Challenges with climate in ‘Sons of the Neon Night’
Early within the movie, snow falls upon the town of Hong Kong — an extraordinary sight, for the reason that Hong Kong does no longer revel in blizzard in actual lifestyles. This jarring symbol pushes audiences to believe and inhabit a unique roughly fact.
Sharing his concept procedure in the back of surroundings Sons of the Neon Night in such an atmosphere, Mak says: “There was a time where I was very interested in cold places. I traveled to a lot of cold places and felt that weather definitely affects how a person thinks.”
Mak says that round 80 p.c of the snow observed within the movie had been bodily produced on set, with the rest 20 p.c created by means of visible results. He brings up a shot from Rigor Mortis, the place the primary personality is imagining an international this is snowing — and says that he sees the arena of Sons of the Neon Night as one of those continuation from that creativeness in his earlier movie.
“I used to be touring the competition circuit for Rigor Mortis. We began off in Venice, after which we went to Toronto and when I used to be in Toronto, jet-lagged once more, I began writing the primary scene for Sons.
“I’ve always been attracted to having a sense of alienation,” says Mak. “I have a curiosity for it. Rigor Mortis was a re-imagination of the Mr. Vampire genre, while Sons is a sort of re-imagination of the crime drama genre.”
Production for Sons was once a story of 2 polar reverse weathers.
At the beginning of the manufacturing, operating round in coats and thick jackets within the 85-degree Fahrenheit Hong Kong summer season proved difficult for the actors. By the top, the shoot moved out of the country to South Korea and the actors had been filming within the nation’s sub-zero iciness.
Leung says: “The director was very patient, although we were always having a hard time, as we went from over 30 degrees [Celsius] to many degrees below zero. We had to wear those wardrobes, and we had to have that makeup.”

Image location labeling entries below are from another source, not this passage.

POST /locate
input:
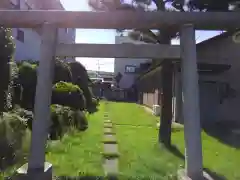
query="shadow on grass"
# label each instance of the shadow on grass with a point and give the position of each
(175, 151)
(227, 133)
(88, 177)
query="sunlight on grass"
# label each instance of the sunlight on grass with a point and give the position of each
(141, 156)
(79, 153)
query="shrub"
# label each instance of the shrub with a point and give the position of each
(62, 71)
(12, 131)
(63, 117)
(57, 124)
(80, 120)
(7, 48)
(27, 79)
(68, 94)
(25, 114)
(12, 96)
(80, 77)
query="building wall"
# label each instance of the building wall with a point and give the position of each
(224, 51)
(120, 63)
(30, 48)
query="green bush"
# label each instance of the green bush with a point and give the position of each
(7, 48)
(25, 114)
(62, 118)
(66, 87)
(12, 131)
(68, 94)
(27, 79)
(62, 71)
(80, 77)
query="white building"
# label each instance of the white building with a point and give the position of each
(127, 67)
(28, 40)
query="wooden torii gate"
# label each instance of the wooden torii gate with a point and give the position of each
(187, 22)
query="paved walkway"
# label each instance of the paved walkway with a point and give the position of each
(110, 147)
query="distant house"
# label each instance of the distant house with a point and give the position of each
(129, 68)
(219, 87)
(28, 41)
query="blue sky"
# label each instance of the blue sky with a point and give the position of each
(106, 37)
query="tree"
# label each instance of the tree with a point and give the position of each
(162, 36)
(7, 48)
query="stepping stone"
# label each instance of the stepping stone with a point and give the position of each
(110, 166)
(110, 139)
(108, 131)
(110, 148)
(108, 125)
(107, 121)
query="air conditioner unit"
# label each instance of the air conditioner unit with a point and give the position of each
(156, 110)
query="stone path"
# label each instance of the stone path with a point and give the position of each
(110, 148)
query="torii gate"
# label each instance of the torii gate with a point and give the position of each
(187, 22)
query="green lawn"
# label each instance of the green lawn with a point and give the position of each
(141, 156)
(79, 153)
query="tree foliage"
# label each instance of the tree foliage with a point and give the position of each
(7, 47)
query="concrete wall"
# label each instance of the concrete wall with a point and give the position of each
(120, 63)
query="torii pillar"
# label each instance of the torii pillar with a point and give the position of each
(190, 103)
(37, 168)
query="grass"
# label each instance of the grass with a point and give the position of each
(142, 157)
(79, 153)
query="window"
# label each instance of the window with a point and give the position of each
(20, 35)
(15, 5)
(28, 6)
(130, 69)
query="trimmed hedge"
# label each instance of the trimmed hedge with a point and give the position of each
(12, 131)
(62, 71)
(80, 77)
(27, 79)
(68, 94)
(62, 118)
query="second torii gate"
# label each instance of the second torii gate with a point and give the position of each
(49, 21)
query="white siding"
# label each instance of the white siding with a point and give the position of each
(120, 63)
(30, 48)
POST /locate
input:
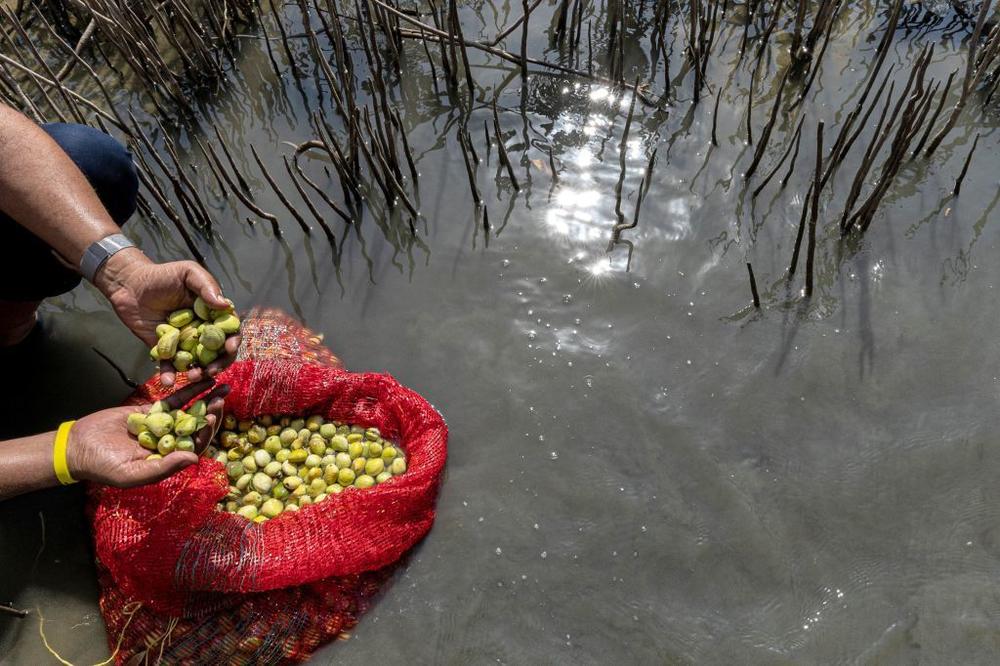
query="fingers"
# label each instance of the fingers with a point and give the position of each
(182, 396)
(201, 282)
(167, 373)
(203, 437)
(233, 345)
(141, 472)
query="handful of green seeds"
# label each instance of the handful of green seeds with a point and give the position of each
(164, 431)
(281, 464)
(194, 337)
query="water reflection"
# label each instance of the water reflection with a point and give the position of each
(583, 207)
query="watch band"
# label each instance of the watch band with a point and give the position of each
(100, 251)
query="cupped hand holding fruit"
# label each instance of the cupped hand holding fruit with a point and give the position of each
(101, 449)
(144, 294)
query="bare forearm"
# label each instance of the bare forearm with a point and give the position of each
(26, 465)
(44, 191)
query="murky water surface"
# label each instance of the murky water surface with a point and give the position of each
(641, 467)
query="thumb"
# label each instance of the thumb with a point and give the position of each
(151, 471)
(201, 282)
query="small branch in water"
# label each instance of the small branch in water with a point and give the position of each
(715, 117)
(965, 167)
(10, 610)
(753, 287)
(814, 215)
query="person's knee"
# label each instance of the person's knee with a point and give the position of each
(105, 162)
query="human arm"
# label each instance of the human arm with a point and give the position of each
(44, 191)
(101, 450)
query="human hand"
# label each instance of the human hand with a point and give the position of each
(100, 448)
(144, 293)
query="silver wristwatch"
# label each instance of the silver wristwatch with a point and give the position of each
(100, 251)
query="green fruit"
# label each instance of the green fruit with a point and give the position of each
(256, 434)
(182, 360)
(215, 313)
(159, 423)
(253, 497)
(205, 356)
(212, 338)
(163, 329)
(147, 440)
(272, 444)
(166, 347)
(136, 423)
(201, 309)
(272, 508)
(180, 318)
(345, 477)
(374, 466)
(261, 457)
(185, 424)
(262, 482)
(166, 445)
(188, 339)
(227, 323)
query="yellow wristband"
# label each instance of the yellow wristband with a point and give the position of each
(59, 454)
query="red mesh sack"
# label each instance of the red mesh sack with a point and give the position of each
(184, 583)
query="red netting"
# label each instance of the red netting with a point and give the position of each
(185, 583)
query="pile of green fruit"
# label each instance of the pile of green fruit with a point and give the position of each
(164, 431)
(281, 464)
(194, 337)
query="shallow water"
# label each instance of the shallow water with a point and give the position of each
(641, 467)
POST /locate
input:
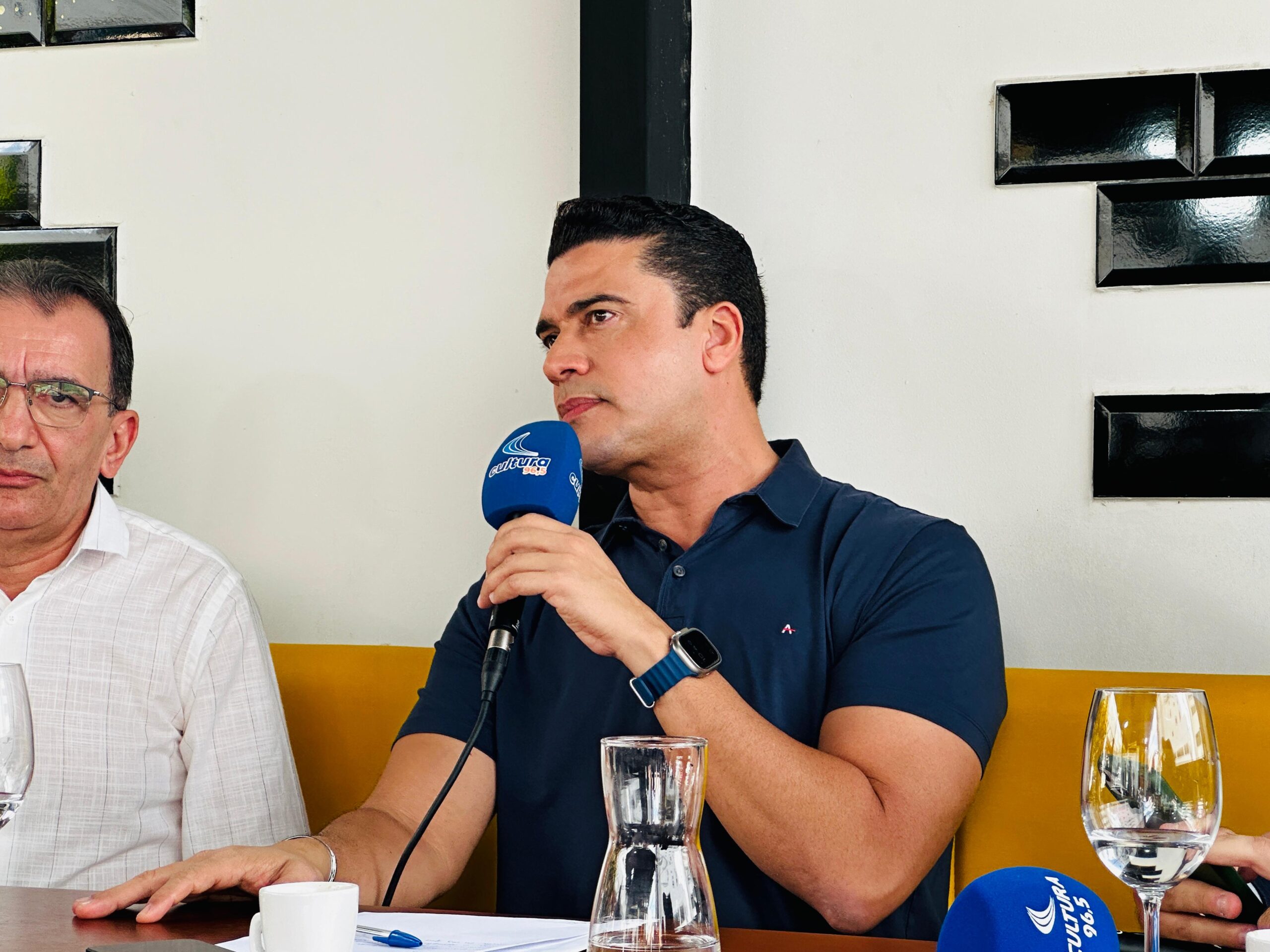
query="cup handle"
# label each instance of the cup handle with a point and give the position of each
(254, 935)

Collaborating with the past due Ryuichi Sakamoto
The theme track for Sons was once composed through the past due Japanese legend Ryuichi Sakamoto, with English composer Nate Connelly additionally on board for the movie’s track.

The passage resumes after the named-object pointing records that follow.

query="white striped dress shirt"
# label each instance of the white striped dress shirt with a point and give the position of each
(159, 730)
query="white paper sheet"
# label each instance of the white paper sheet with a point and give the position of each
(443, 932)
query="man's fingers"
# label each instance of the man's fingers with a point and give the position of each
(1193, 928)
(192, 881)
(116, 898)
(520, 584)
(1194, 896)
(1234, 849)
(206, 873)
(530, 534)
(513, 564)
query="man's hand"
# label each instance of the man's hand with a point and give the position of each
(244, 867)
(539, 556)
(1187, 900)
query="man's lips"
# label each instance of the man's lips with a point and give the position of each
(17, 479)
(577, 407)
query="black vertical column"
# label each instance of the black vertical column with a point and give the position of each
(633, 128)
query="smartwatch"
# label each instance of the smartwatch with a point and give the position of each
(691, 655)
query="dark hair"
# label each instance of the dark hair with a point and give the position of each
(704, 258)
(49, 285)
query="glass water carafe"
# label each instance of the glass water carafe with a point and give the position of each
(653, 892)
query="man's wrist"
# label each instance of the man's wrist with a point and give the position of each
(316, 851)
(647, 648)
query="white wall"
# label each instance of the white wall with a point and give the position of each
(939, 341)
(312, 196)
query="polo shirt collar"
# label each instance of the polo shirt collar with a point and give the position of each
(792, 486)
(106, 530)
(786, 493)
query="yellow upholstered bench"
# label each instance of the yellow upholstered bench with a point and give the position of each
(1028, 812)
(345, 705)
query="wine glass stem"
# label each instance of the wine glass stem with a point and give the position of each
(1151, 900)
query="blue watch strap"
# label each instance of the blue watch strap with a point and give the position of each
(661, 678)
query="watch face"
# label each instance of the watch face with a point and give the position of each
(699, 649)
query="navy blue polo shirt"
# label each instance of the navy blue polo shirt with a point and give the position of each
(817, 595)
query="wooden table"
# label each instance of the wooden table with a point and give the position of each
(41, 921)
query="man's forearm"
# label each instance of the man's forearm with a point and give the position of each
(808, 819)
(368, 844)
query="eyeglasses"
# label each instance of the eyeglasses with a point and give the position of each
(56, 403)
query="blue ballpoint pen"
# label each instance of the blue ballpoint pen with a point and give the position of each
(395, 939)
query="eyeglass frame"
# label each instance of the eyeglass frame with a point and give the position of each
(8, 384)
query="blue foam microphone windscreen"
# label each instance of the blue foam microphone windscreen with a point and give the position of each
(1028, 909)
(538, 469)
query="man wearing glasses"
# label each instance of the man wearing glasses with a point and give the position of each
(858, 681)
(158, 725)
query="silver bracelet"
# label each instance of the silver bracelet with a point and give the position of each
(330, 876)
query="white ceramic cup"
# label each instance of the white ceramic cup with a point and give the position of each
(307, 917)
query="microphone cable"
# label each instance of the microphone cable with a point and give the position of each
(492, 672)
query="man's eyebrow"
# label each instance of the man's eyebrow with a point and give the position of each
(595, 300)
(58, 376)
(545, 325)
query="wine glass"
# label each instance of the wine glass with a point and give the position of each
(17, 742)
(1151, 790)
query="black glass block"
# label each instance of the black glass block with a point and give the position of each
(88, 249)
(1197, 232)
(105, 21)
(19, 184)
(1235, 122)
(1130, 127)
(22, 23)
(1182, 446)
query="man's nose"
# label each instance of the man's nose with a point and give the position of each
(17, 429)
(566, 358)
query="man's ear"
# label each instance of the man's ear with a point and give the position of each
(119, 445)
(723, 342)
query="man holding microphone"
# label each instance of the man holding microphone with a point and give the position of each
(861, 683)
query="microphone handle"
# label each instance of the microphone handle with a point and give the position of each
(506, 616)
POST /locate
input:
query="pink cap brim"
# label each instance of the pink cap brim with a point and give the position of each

Mak says that he was once no longer in my view hooked up to Sakamoto, previous to Sons.
“Halfway during the shoot, when I was prepping for the Korea scene, I thought of Ryuichi Sakamoto, but I didn’t personally know him,” says Mak. “But I used to paintings in track and I did some collaborations in Japan, so I began talking with musicians in Japan, and that’s how we were given hooked up. It was once an overly magical revel in, as a result of at the moment, Sakamoto was once dwelling in New York, and I used to be operating in Hong Kong, however was once additionally about to fly to Korea.

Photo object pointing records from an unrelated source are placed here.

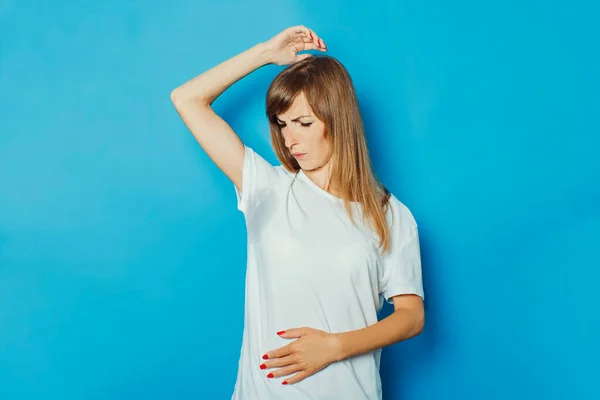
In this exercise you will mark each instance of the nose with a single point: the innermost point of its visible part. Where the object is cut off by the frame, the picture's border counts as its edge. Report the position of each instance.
(289, 136)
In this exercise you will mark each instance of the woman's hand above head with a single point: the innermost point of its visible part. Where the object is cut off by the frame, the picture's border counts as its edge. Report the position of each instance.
(285, 45)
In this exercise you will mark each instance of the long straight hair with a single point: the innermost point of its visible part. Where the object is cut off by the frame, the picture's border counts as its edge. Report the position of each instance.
(331, 94)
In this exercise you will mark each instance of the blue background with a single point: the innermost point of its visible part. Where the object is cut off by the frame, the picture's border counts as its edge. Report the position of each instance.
(122, 253)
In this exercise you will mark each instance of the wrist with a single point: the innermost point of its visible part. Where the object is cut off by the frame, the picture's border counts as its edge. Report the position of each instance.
(339, 347)
(266, 52)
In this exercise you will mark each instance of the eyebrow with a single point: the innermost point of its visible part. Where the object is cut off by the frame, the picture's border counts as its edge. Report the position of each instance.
(295, 119)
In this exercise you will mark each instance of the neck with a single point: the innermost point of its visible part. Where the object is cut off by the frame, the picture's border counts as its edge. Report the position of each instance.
(320, 175)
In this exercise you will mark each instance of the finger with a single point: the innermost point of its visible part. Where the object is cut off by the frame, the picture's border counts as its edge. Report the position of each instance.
(278, 362)
(280, 352)
(296, 378)
(284, 371)
(296, 332)
(308, 33)
(302, 57)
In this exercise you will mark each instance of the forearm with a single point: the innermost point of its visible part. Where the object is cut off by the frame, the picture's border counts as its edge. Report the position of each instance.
(401, 325)
(208, 86)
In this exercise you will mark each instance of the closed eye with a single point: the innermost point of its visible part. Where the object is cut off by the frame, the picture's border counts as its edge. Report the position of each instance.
(304, 124)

“We started talking, and I presented all the concept art, music references, the vibe for the film, and Mr. Sakamoto has this passion for cold weather as well,” provides Mak. “I think that’s how it got him interested in the first place. Since we are quite far apart, we chose Tokyo as a middle point. That session was very magical. We sat there for six hours, he started playing the music, and we were finding the direction for the film’s theme.”